QueryPerformanceCounter is not a source for unique identifiers


This article happened to catch my eye:

I needed to generate some unique number in my application. I could use GUID, but it was too large for me (I need to keep lots of unique identifiers). I found something like this:

[System.Runtime.InteropServices.DllImport("Kernel32.dll")]
private static extern int
    QueryPerformanceFrequency(ref System.Int64 frequency);

[System.Runtime.InteropServices.DllImport("Kernel32.dll")]
private static extern int
    QueryPerformanceCounter(ref System.Int64 performanceCount);

public static long GenerateUniqueId()
{
      System.Int64 id = 0;
      QueryPerformanceFrequency(ref id);
      QueryPerformanceCounter(ref id);
      return id;
}

This code generates Int64 (long) unique number (at least I hope it is unique). The uniqueness is in the scope of process. So two processes can generate the same number, but it should be always unique in a single process (I am not sure about two threads invoking the same GenerateUniqueId() method.

QueryPerformanceCounter retrieves the current value of the high-resolution performance counter, but there is no guarantee that every call to the function will return a different number.

The frequency of the high-resolution performance counter is determined by the HAL. You might think that the RDTSC instruction would be perfect for this purpose, since it returns the number of CPU clock ticks, a value that always increases at a very high rate. But there are many problems with RDTSC. For example, variable-speed processors mean that the rate at which CPU clock elapse varies over time. A million clock ticks might take one millisecond when the computer is running on wall power, but two milliseconds when running on battery power.

If the HAL can't use RDTSC, what does it use instead? Well, as I said, it's up to the HAL to find something suitable. Older motherboards have to make do with the programmable interval timer which runs at 1,193,182 ticks per second (approximately 0.8 microseconds per tick). Newer motherboards can use the ACPI timer which runs at 3,579,545 ticks per second (approximately 0.3 microseconds per tick).

One of the machines in my office uses the ACPI timer for its high-resolution performance counter, so I threw together a quick program to see how close I can get to outracing the ACPI timer by calling QueryPerformanceCounter in rapid succession. With a 1.80GHz processor, the computer manages to call QueryPerformanceCounter quickly enough that only four ticks of the ACPI timer elapse between consecutive calls. We're getting into shouting range of being able to call QueryPerformanceCounter twice and getting the same value back from the ACPI timer. Of course, if the computer had been using the programmable interval timer, it would have been within spitting distance, and upgrading to a 3GHz processor would have taken us over the top.

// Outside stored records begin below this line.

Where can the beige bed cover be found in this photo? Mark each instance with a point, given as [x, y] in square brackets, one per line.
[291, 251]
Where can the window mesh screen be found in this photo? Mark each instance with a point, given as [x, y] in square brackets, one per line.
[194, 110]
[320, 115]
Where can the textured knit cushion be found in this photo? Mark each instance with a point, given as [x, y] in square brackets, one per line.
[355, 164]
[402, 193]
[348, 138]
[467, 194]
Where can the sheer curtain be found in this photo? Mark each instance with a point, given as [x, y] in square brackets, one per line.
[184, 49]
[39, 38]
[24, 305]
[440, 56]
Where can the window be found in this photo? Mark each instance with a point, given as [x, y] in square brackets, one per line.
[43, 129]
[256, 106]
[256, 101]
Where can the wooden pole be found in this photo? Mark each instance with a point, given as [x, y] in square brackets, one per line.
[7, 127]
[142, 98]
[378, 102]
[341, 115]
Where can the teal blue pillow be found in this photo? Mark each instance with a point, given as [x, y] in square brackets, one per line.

In other words, you may be lucky today that your CPU isn't fast enough to call QueryPerformanceCounter twice and get the same value back, but it sure looks like we're threatening to get there soon.

Then again, all this back-of-the-envelope calculation is superfluous. All you need is a machine with multiple processors. Get two of the processors to call QueryPerformanceCounter at the same time (or nearly so), and they'll get the same timer value back.

If you want to generate unique 64-bit values, you can just use InterlockedIncrement64.

Comments (29)
  1. - says:

    I know you don’t own the article you linked, but it suggests using SetThreadAffinityMask, which is terrible, unless that thread is only used to gather timing information. If it’s a thread that does grunt work ("Typically, this is the main game thread"), you just have made an application that won’t scale with multiple CPUs… even if it’s launched several times. If every application did that, they all would run in just one core.

  2. At the risk of pointing out the obvious…

    A GUID isn’t big.  It’s only 128 bits; there’s only a 50% space savings using a 64-bit unique identifier over a GUID.

  3. Reinder says:

    I would avoid "just generate a bunch of bits and hope they are unique" schemes such as GUID-based ones. Even with 128 bits, "once in a billion is next Tuesday" if you really have to generate lots of keys.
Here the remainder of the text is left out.